By Adedayo Ogunleye, Abuja
A wave of relief may be sweeping through the world as scientists in the U.S have declared that the first batch of human trials of an experimental Ebola vaccine “has produced promising results”.
Scientists working at the National Institute of Health, NIH, have reported that all twenty healthy adults who received the experimental vaccine produced an immune response and developed anti-Ebola antibodies without any observable serious side effects except a couple of trial subjects who developed a brief fever within twenty-four hours of vaccination.
The vaccine project is a collaborative project between GlaxoSmithKline, the British pharmaceutical giant and the National Institute of Allergy and Infectious Diseases, NIAID, an arm of the NIH.
The director of NIAID, Anthony Fauci, said that the recent positive results have encouraged the research team to continue experimentation and to undertake even larger trials to determine how effective the vaccine really is.
“This response is very comparable to the level of the response that actually protected the animals,” he said.
The experiment involves isolation of two genetic strains of the Ebola virus from Sudan and Zaire. Isolated strains were extracted and delivered to participants via a harmless chimpanzee cold virus.
According to the NIH, two groups of volunteers ranging between ages eighteen to fifty were involved; one half received the vaccine via intramuscular injection at a lower dose and the other half a higher dose of the same vaccine.
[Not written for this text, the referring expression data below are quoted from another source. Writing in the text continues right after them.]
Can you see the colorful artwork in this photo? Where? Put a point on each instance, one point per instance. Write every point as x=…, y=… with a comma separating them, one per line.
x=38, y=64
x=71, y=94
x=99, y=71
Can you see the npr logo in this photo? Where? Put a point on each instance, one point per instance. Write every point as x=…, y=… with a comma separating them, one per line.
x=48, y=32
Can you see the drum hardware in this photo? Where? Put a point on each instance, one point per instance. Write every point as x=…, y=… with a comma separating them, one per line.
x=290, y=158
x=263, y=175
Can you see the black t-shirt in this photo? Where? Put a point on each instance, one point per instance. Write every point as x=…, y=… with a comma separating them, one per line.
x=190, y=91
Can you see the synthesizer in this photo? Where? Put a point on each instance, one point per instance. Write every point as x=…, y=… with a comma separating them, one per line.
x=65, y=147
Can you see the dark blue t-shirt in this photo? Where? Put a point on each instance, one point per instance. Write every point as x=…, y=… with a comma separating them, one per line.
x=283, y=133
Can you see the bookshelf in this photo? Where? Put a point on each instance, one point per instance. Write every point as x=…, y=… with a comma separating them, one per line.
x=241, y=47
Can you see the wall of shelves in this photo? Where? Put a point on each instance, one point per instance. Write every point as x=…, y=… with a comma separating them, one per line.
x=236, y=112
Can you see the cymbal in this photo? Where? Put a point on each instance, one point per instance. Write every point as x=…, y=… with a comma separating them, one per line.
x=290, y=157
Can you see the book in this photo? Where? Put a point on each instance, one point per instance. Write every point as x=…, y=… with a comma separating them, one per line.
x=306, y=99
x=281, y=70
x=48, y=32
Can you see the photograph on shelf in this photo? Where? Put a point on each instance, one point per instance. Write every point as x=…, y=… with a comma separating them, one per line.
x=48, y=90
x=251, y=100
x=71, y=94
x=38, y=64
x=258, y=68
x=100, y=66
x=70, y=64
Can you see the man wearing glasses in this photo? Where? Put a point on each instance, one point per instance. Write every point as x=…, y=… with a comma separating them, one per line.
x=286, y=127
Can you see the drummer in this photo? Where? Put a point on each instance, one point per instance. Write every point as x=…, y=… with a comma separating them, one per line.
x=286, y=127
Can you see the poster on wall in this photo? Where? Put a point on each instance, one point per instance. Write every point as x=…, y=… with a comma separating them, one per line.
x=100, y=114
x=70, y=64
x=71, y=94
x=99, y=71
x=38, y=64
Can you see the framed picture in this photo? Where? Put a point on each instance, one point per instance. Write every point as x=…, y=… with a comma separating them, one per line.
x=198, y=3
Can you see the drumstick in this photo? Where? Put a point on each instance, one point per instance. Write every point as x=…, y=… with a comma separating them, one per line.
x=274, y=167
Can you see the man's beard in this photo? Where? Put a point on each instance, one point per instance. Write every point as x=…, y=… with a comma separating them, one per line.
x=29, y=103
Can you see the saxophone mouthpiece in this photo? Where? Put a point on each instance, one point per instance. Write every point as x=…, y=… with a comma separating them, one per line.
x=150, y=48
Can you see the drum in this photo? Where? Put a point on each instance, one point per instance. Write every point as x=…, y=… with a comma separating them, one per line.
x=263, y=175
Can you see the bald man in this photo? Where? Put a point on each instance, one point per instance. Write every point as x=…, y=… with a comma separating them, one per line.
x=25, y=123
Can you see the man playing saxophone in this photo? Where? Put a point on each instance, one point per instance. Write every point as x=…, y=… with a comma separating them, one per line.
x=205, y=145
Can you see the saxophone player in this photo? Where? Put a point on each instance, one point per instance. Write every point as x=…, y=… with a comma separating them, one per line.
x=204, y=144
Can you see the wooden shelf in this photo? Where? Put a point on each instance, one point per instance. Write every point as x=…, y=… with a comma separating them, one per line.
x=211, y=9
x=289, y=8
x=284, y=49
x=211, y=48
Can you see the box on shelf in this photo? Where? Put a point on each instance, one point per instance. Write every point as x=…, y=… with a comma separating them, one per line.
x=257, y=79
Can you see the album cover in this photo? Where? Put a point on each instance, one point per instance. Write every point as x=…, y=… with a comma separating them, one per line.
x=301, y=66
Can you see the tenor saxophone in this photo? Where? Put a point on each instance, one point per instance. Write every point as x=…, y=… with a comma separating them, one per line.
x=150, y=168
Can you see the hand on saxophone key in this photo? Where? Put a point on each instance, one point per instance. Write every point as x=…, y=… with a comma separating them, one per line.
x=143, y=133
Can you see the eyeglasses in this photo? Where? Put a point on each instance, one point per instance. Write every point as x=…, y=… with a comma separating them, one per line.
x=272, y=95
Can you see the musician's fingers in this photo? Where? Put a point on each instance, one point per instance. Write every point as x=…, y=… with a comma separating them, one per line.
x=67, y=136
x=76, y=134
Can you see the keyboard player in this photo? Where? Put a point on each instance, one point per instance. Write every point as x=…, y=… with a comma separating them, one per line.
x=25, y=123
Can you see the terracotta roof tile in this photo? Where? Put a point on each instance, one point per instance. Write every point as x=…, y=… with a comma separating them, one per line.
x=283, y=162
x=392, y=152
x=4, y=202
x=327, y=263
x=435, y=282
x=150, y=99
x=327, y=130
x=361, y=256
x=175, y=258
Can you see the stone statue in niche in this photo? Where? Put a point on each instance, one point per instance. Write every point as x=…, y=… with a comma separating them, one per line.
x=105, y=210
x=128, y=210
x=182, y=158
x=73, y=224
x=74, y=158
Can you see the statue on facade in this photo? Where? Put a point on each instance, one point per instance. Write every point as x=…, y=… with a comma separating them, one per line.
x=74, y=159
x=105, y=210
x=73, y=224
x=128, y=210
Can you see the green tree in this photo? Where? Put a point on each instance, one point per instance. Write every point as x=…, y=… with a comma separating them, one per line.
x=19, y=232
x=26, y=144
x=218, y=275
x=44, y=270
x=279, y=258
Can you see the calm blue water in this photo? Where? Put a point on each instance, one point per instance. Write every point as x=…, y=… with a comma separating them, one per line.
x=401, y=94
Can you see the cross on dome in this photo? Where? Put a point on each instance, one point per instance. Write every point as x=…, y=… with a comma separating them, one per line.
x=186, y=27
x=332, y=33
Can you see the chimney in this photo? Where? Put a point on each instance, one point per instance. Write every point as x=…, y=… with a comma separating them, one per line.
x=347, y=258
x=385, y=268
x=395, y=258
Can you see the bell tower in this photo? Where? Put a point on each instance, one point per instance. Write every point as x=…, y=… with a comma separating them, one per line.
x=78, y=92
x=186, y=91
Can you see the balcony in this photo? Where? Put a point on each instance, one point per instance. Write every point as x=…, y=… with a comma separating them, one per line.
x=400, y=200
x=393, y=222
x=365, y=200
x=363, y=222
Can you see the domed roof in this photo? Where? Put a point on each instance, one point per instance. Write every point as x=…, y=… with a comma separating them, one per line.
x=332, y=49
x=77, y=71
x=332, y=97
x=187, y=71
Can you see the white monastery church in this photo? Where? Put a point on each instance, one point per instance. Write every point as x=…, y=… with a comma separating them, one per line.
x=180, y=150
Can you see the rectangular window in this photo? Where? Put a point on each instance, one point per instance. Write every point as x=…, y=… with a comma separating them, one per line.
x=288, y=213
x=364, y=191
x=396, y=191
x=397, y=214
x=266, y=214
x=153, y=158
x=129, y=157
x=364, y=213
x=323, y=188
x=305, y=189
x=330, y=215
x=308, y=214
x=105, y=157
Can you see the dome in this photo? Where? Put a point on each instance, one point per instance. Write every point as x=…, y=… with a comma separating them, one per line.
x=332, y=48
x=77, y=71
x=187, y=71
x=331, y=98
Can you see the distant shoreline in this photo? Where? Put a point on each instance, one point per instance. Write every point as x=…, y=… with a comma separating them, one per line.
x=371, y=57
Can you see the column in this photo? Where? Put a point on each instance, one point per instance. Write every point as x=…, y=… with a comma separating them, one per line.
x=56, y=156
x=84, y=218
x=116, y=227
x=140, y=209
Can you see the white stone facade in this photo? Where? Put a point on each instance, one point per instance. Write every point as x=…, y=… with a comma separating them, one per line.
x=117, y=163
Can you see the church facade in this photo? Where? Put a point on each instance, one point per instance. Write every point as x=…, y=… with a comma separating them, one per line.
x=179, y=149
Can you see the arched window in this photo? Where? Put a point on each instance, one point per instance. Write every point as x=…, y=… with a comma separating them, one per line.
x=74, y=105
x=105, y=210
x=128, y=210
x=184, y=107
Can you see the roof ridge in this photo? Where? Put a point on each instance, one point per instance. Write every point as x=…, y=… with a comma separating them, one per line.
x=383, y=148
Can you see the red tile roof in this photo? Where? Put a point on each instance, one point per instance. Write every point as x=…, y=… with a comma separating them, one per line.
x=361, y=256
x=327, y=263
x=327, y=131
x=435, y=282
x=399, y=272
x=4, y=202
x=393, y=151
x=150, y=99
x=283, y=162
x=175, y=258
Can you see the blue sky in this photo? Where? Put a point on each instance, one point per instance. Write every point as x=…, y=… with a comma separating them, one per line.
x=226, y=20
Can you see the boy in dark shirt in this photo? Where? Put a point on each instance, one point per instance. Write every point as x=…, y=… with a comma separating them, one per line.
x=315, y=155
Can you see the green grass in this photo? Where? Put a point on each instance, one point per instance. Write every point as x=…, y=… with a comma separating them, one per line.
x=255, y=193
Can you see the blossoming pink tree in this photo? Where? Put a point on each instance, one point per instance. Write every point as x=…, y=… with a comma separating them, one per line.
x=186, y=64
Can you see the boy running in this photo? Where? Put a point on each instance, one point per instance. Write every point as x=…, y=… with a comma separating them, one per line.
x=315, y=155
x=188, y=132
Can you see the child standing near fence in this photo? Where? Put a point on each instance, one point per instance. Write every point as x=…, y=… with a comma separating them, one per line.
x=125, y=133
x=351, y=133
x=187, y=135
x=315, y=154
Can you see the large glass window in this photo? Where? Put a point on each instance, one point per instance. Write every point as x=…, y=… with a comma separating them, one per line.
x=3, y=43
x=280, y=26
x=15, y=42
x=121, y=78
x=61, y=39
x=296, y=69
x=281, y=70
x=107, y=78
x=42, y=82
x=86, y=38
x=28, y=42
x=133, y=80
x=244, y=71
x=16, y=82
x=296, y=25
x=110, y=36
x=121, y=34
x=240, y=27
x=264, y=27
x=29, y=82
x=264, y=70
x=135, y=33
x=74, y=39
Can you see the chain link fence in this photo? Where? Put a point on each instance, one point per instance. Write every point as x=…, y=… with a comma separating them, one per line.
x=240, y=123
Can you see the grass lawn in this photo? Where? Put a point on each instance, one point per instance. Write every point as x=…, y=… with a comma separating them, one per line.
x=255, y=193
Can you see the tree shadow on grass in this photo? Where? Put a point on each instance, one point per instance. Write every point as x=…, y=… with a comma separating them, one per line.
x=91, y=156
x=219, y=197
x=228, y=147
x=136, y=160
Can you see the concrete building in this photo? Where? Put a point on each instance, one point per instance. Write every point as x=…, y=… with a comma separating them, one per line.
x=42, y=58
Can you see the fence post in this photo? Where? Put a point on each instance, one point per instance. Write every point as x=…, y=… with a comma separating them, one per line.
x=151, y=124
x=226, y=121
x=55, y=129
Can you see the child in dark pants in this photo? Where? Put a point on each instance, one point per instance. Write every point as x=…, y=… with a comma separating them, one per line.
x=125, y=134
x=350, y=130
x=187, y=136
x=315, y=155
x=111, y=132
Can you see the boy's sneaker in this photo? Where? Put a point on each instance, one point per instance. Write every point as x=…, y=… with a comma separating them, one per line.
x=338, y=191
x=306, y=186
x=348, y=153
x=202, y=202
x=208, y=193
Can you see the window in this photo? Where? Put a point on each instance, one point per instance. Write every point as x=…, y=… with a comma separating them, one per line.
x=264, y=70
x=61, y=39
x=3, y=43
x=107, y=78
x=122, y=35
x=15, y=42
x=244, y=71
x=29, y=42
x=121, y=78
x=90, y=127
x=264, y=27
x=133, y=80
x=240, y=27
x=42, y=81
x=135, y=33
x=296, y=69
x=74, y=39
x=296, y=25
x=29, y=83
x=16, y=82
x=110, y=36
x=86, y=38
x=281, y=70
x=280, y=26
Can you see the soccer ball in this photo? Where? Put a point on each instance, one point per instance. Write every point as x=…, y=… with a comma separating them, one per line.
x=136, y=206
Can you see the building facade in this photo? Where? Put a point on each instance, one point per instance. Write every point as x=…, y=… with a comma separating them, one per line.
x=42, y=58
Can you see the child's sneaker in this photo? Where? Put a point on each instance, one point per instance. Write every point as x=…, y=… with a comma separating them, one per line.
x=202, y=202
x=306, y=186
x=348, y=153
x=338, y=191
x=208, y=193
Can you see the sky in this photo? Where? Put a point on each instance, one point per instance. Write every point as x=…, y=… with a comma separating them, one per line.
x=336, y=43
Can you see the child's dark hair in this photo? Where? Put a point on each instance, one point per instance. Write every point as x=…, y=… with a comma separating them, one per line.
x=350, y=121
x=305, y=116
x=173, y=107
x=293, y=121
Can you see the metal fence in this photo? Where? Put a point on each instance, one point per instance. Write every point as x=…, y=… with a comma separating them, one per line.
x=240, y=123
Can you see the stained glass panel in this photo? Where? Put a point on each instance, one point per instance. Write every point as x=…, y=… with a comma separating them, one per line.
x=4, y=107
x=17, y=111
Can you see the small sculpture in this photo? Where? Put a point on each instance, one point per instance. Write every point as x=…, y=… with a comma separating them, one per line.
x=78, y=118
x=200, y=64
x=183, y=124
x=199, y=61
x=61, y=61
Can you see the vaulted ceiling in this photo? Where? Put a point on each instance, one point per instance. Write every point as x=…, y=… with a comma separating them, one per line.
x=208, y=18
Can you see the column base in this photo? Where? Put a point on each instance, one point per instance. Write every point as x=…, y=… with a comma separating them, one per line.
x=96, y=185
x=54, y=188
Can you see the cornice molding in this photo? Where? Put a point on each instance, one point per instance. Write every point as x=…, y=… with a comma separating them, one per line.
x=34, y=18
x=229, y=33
The blood of the volunteers were tested two weeks and again, four weeks after receiving the vaccine to establish whether the vaccine had induced production of anti-Ebola antibodies.
The researchers reported that all the volunteers developed the desired antibodies within four weeks of receiving the vaccine, and that those who had received higher doses of the experimental vaccine developed higher quantities of the antibodies.
The researchers also revealed that their experiments also sought to find out if the vaccine would catalyse production of T cells which are immune system cells since a previous study on primates with the same vaccine had showed that they may also help to protect from the disease; their hunch was confirmed as many of the volunteers produced the desired T cells and CD8 T cells, which, they suspect, play a crucial role in protection against Ebola infection.
Officials at the NIH have reassured the public that while the Zaire strain is responsible for the current outbreak, the vaccine under trial does not contain the Ebola virus and therefore cannot lead to Ebola infection in humans.
The NIAID has also acknowledged that because there is no ethical way to vaccinate people and then infect them with Ebola on purpose, the trial seeks only to ascertain safety of the vaccine and to discover if the immune system will respond in a defensive manner as expected.
They reported in the New England Journal of Medicine that their tests were successful as the immune system did respond in a protective manner.
For health workers, however, the litmus test will come only if and when doctors, nurses and other health workers have to rely on the vaccine for protection as they work in the field, treating Ebola patients.
The risk is enormous; reports from the World Health Organization,WHO, reveals that five hundred and eighty-eight health care workers have been infected with Ebola out of which three hundred and thirty-seven have died.
The Ebola epidemic continues to rage through Sierra Leone, Liberia and Guinea, infecting more than fifteen thousand people and killing five thousand of them. Experts have accelerated vaccine research and treatments for Ebola because of the epidemic, even though they know they won’t be able to use them any time soon to try to control it.
It is, however, the hope of many that the researchers would be able to make enough vaccine to at least protect health care workers fighting the epidemic.